Federal Policy Brief | September 24, 2013
For several years, advocates and congressional committee staff have been working on technical reforms to the Section 8 Housing Choice Voucher program, which is the federal government’s most widely-used form of low-income housing assistance, providing rental and utility payments to roughly 2 million households.
There has not been a major overhaul of Section 8 since the late-1990s. Changes are needed to improve its efficiency and protect those served. In response, the House Financial Services Committee has released a series of discussion draft bills that would make major modifications to the voucher program. Previous iterations have gone by the names of SEVRA and SESA. The most recent version, the Affordable Housing and Self-Sufficiency Improvement Act (AHSSIA), includes several critical adjustments to Section 8 that are especially relevant to homeless people.
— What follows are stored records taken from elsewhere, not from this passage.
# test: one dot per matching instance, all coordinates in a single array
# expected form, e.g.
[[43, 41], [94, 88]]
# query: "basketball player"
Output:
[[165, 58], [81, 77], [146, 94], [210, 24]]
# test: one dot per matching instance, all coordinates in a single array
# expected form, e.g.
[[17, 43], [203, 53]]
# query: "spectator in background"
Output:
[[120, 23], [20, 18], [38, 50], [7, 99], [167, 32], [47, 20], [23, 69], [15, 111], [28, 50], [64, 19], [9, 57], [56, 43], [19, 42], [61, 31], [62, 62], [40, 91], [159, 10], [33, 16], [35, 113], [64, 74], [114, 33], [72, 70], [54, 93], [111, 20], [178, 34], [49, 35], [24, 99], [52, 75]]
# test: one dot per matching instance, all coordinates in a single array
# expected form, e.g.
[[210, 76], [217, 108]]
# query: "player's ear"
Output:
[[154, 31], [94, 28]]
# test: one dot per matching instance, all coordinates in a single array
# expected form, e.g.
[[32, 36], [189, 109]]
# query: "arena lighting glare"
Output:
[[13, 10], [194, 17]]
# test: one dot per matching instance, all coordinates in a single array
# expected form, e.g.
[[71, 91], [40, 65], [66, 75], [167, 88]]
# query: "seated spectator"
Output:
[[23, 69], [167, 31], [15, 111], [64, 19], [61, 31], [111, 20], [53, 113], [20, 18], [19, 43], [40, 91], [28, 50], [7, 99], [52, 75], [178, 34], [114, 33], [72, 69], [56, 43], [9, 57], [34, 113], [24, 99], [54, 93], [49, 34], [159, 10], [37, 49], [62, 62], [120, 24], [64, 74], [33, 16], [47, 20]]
This Act, however, died at the end of the 112th Congress and no comprehensive reform legislation has yet been taken up by the 113th Congress.
National and local organizations have agreed upon ten basic tenets to be included in the reform legislation, including:
• Streamlining voucher housing quality inspections and protecting families living in units where repairs are needed to meet quality standards;
• Measures to streamline rent calculations and income determinations;
• A modest raise in rental assistance income targeting limits to admit more working poor families, particularly in rural areas;
• Making housing agencies’ voucher funding allocations more stable and predictable while still permitting appropriators to set the overall annual funding level;
• Providing agencies added flexibility ability to enter into “project-based” voucher agreements to preserve and develop affordable housing;
• Making the admissions process for the housing voucher program fairer and more effective at serving homeless applicants by limiting screening to criteria related to suitability as a tenant;
• Authorizing the Rental Assistance Demonstration to test strategies to leverage private funds to address public housing capital needs and preserve units assisted through the Section 8 Moderate Rehabilitation program;
• Strengthening and making families served by the project-based Section 8 program eligible for the Family Self-Sufficiency program, which provides rental assistance recipients job counseling and financial incentives to work and save;
• Providing added flexibility for a limited number of high-capacity housing agencies to meet their local housing needs, along with essential protections safeguarding low-income families’ rights and ensuring that agencies maintain the number of families they assist; and
• Providing for HUD to make available translations of key forms and documents for assistance recipients with limited English proficiency.
There has been committee work on Section 8 reform, but no comprehensive bill has been introduced in this Congress that includes this entire package of reforms. It is likely that if such legislation passes Congress, it will be through appropriations legislation; however, the Appropriations Committees in the House and Senate are unlikely to include it without a clear signal from the authorizing committees that there is bipartisan, bicameral agreement.
The Alliance encourages Congress to enact legislation that improves the Section 8 voucher program in a way that is favorable to PHAs, homeless, and low-income populations as quickly as possible.